Make Your Limit the Sky: Yiddish Children's Literature and the Cultivation of Resilience
The Clara Sumpf Yiddish Lecture Series
At this tumultuous moment of global pandemic, we will examine the path-breaking work of Yiddish children’s authors in making fictive worlds so as to cultivate resilience in their young readers. This corpus of literature offers a new vantage point from which to apprehend the emergence of Jewish modernity. This talk strives not only to begin opening up some of these texts for critical scrutiny, but also to situate the speaker scholastically and maternally as a reader (often a reader aloud) and translator (between languages and cultures) of a set of long-neglected stories and poems.
Miriam Udel is associate professor of German Studies and Jewish Studies at Emory University, where her teaching focuses on Yiddish language, literature, and culture. She holds an AB in Near Eastern Languages and Civilizations from Harvard University, as well as a PhD in Comparative Literature from the same institution. She was ordained in 2019 as part of the first cohort of the Executive Ordination Track at Yeshivat Maharat, a program designed to bring qualified mid-career women into the Orthodox rabbinate.
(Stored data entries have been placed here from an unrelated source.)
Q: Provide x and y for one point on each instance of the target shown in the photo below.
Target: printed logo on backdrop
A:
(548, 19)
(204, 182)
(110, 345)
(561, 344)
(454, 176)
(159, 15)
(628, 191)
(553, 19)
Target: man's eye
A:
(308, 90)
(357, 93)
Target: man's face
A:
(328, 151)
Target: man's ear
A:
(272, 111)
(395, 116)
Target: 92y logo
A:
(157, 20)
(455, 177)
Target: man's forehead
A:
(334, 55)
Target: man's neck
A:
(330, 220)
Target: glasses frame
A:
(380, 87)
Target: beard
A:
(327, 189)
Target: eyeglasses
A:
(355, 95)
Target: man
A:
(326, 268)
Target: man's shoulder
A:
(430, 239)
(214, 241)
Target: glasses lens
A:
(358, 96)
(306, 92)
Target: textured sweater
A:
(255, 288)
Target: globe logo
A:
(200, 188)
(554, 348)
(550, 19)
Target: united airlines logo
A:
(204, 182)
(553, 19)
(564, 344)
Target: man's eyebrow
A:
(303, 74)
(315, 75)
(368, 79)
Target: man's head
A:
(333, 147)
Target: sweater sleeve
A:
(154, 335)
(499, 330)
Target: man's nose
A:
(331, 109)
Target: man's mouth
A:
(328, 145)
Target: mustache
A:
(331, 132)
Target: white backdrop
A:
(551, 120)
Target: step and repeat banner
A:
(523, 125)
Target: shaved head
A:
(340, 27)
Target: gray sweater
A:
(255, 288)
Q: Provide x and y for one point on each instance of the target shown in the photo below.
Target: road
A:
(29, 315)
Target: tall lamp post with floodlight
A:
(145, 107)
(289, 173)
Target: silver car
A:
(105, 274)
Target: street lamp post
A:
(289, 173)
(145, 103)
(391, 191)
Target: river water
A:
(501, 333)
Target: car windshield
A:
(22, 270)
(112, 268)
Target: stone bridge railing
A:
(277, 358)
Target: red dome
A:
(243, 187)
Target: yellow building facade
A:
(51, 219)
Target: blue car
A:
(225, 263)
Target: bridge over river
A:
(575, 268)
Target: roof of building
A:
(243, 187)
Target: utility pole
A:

Udel’s academic research interests include 20th-century Yiddish literature and culture, Jewish children’s literature, and American-Jewish literature. She is the author of Never Better!: The Modern Jewish Picaresque (University of Michigan Press), winner of the 2017 National Jewish Book Award in Modern Jewish Thought and Experience. Honey on the Page: A Treasury of Yiddish Children’s Literature, will appear with New York University Press in October, 2020.